Страница 53 из 68
Я представился начальнику школы комдиву Семену Аввакумовичу Спильниченко и замполиту Степану Ильичу Князеву. Прапорщик военного времени, невзрачного вида, тощенький, с седеющей бородкой клинышком, черными глазами-буравчиками, Спильниченко мало походил на военного. Под стать ему был и Князев, как потом я узнал, земляк Чапаева, — мешковатый увалень с флегматичным, застывшим лицом.
Никаких расспросов о самочувствии, о здоровье, о дороге. Никаких улыбок, ни грамма человечности, ни капли тепла.
— Все нам известно! — пощипывая прокуренными костлявыми пальцами бородку, сделал вступление начальник школы. — Здесь, правда, не тяжелая танковая бригада, но работы для вас хватит. Если возьметесь за нее как следует, — ядовито добавил он, — времени на политику не останется... — Спильниченко перевел взгляд на своего замполита. — Я этого Митьку Шмидта, подлеца, хорошо знаю...
«Вот она, змея!» — вспомнилось напутствие Игнатова.
— Какую политику имеете вы в виду? — вырвалось у меня. — Я раньше занимался и впредь буду заниматься той политикой, которую диктует нам партия. Шмидт виноват — его взяли. Я не виноват — остался служить...
— Ладно, — Спильниченко положил обе руки на стол. — Как говорится, кто прошлое вспомнит, тому глаз вон... А вот это совсем уже нехорошо. Ждали мы вас еще в ноябре, а вы где-то там прохлаждались...
— Товарищ комдив! — тут уже я решил шпырнуть его за «политику» и за Шмидта и сразу же отбить у него охоту умничать. — Всю жизнь я торопился, а куда я попал?
— Как куда? — вскочил с места начальник школы. Князев укоризненно покачал головой.
— Все же Казань не Киев, — ответил я. — Там мы все многому учились у Якира, а чему научусь у вас, пока не знаю...
Мой начальник опешил. Снова повалился в свое просторное кресло, напоминавшее трон удельных князей. Не стал возражать. А вдруг услышит и не такое. Уволить, выгнать? Дудки! Приказ наркома. Работай с теми, кого тебе дают. За него ответил Князев:
— Там вы учились у Якира. Здесь будете учиться у Дыбенко, Кутякова. Тоже герои гражданской войны. Кутяков — талант, наш чапаевец.
— Но они в Куйбышеве, не в Казани... — ответил я.
Когда я уже был у дверей, до моего уха донеслись слова Князева:
— Разве так можно, Семен Аввакумович? Ведь он пока еще член партии!
«Пока», — звенело долго в моих ушах...
С людьми я беседовал отдельно. Знакомился с их подготовкой, биографией. Многие рассказывали ее откровенно, другие мялись.

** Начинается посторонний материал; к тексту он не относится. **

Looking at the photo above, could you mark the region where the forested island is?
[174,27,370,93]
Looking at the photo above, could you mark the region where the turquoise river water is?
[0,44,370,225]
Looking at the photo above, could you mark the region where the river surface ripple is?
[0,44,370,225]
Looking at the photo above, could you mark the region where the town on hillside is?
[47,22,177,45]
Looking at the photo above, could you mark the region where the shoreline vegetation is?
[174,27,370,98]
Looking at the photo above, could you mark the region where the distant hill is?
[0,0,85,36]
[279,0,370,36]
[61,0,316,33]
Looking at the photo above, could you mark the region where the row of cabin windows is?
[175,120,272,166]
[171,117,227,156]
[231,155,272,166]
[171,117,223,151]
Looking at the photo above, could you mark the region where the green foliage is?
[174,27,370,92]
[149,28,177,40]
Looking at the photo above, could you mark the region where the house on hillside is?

На столе — стопка личных дел. Они не расскажут всего, по раскроют многое. Здесь весь перечень подвигов, но не весь список «хвостов».
Почти за каждым тянулся свой «хвост». Один служил у Колчака, другой привлекался по делу Промпартии, третий имел брата за границей. Преподаватель Андреенков откровенно писал — в 1919 году он верил, что Россию может спасти только Деникин. Под его знаменами он шел с Кубани до Орла и от Орла до Перекопа. Полковник Келлер — начальник огневого цикла. Его отец, в прошлом начальник Варшавской дороги, собутыльник царя Александра III. Сын долго хранил царский портрет с именной надписью.

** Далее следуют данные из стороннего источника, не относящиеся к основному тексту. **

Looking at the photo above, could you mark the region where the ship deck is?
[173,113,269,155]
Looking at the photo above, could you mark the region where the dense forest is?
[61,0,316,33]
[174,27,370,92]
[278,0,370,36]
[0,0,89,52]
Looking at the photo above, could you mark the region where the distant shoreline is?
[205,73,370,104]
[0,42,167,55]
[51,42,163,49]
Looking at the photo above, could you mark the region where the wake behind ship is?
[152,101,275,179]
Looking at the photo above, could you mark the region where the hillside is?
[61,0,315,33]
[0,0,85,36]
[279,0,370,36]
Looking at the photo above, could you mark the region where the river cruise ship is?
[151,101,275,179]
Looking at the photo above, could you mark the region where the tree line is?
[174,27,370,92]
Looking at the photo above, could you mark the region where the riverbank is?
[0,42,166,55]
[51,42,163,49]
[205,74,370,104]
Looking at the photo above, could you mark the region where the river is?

Таковой была верхушка школы. Она обучала! Она воспитывала! Давала пример! Я знал, что в армии еще существуют кадры с пестрым и путаным прошлым, но не думал, что здесь, в одном месте, в одном учебном заведении, мог сохраниться такой «чудесный» букет.
Отношения с Князевым наладились. Замполит не побоялся даже позвать меня к себе домой на чашку чая. А мы со Спильниченко — как собака с кошкой. Я нажимаю на преподавателей — он берет их под защиту. Я отдаю распоряжение — он его отменяет. Требую выноса большинства занятий в поле — он говорит: «Класс!»

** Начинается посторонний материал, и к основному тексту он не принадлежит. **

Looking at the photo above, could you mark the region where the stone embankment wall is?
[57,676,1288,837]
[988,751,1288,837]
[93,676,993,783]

Однажды его вызвали в округ, в Куйбышев. Своим приказом он оставил за себя Князева, не меня — его первого заместителя. Это уже был откровенный вызов, плевок! Но что я мог делать? Ничего! Армия, приказ. И к тому же — «штрафник»...
Стояли злые, морозные дни. Дули январские сухие ветры. С Камы, от Лаишева, налетала студеная метель и, ударившись о высокий забор каргопольского городка, шла на Суконную слободу. Это не была сердобольная и отзывчивая киевская зима.
В Москве судили Пятакова и Радека. Газеты называли Пятакова «дьяволом в образе Христа», «демоном лжи». Будто, размещая за границей заказы, он летал в Осло к Троцкому. Газеты твердили, что главную опасность представляют не бывшие князья, главари белогвардейщины вроде Кутепова, не принцы крови вроде Кирилла. Опасность таилась среди нас, в нашей партии, и в особенности среди ее старых кадров. Подтверждая это, пресса писала, что якобинское прошлое Наполеона не мешало ему поднять меч против всего якобинского, демократического.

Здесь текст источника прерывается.